FM: We use a variety of proprietary public use data sets to really understand as much about the individual practices as we can. The real opportunity for savings is for physicians who care for a population of Medicare patients, who have practice patterns and prescribing and referral patterns. They're not the kind of people who are really chasing primary care scans and tests. That's the first screen.

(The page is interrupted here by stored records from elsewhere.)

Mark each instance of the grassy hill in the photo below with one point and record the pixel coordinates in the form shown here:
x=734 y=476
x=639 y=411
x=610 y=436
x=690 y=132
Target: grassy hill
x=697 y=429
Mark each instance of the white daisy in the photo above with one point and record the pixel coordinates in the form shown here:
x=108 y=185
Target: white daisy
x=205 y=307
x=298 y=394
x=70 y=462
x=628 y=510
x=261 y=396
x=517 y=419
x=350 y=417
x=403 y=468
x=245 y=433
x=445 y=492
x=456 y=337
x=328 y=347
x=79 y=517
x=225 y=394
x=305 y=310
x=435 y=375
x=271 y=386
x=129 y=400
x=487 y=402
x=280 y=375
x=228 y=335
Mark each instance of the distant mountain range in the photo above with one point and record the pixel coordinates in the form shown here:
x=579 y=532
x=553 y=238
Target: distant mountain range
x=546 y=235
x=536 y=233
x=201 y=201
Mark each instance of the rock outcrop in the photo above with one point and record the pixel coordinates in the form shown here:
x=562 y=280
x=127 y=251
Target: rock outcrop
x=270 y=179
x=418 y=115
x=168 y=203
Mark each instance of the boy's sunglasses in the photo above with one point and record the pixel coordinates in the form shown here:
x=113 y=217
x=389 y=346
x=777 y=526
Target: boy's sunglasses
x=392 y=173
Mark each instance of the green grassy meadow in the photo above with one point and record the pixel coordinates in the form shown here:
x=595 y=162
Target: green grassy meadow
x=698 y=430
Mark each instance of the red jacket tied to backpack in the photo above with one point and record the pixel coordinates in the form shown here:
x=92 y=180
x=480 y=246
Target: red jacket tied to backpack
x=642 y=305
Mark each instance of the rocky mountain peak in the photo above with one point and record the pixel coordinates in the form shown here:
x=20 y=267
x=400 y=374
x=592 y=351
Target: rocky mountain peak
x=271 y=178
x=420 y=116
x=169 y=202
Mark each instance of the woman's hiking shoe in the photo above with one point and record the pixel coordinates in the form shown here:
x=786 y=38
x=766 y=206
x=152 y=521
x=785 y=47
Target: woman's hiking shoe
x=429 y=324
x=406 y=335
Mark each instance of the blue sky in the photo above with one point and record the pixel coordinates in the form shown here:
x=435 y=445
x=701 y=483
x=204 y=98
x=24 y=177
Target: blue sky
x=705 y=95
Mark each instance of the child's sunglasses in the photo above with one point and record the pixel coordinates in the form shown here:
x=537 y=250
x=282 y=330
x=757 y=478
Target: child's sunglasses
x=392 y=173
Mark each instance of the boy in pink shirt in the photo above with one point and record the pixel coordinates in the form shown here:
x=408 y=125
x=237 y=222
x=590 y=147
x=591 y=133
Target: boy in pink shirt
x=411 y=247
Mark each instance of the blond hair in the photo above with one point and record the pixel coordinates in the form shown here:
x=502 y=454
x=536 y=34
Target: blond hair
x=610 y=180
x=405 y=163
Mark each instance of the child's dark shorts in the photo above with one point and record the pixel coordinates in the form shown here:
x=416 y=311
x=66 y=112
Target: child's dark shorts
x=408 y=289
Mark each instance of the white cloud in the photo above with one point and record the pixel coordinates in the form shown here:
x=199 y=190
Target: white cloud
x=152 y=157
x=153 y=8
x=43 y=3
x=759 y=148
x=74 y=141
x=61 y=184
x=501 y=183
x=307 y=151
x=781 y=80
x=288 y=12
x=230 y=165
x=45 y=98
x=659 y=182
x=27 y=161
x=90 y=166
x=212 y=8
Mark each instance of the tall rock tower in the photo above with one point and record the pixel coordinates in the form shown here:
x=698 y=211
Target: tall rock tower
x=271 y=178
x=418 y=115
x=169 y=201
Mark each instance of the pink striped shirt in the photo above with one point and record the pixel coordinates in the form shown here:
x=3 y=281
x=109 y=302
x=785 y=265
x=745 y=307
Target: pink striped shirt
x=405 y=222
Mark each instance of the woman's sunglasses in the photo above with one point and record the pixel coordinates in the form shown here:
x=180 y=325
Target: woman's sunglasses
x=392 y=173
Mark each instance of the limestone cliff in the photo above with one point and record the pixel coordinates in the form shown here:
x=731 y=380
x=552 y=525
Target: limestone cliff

Then we take our list to the local partners to see if there are any practices that should be on it, and we go talk to those practices. About half of the practices we talk to sign up with Aledade. It is pretty amazing for a model that is as new as what we're talking about, and a company that is as new as ours, that we are getting half of the practices we speak with to sign up.
We are looking to add anywhere from four to six [Medicare Shared Savings Program] ACOs to start in 2016, but we don't wait until the performance period starts to begin our work. We are really looking to be at full speed by the time January 1 rolls around. Before the performance period, we put the governance in place, and do the groundwork with EHR interfacing, workflows, running data and bringing in patients. It's a process we've already started in West Virginia.
Q: How has your experience with the past ACOs informed your current ACO recruitment and development strategy?
FM: A lot of it is establishing basics for population health once we've signed up the practices. These are great practices, they are almost all Meaningful Use users, but they haven't really put those abilities to purpose. It's the difference between gym muscles and functional strengths. That's what we're working with the practices on: We ask, what should the patient experience be and how do we make it like that?
We take a look at unnecessary emergency department admissions, for example, and how many happened when the primary care office was open. We look at how to reduce those visits and what messages are coming from front line staff when a patient calls. At one practice, a doctor was so upset when he found out after 2 p.m. the staff was telling people to go to the ER. He had no idea. Without after-hours access, your schedule is always full of people who have called you. We ask, which patients have you called? Who should you be calling?
We want to help open people's eyes and give real direction and energy in what we're trying to achieve. We're much more ready for this cohort in terms of what works and what doesn't for setting up templates in the EHR, setting up contractual negotiations and some of the communication with patients. We weren't the first to do this. I spent a year at the Brookings Institution and saw what succeeded and failed. Our overall strategy has been remarkably robust in terms of our first ACOs and we will roll out this same strategy to the others.
Q: What is your take on the Next Generation model from CMS?
FM: I love some of the features in the Next Generation model. There are some other aspects of it that would've been great for CMS to collect input on from people before it was finalized, but more than anything it shows Medicare is serious about this. They are continuing to implement the program, and that gives me a lot of confidence that we will, over time, evolve this model into a permanent feature of the payment landscape.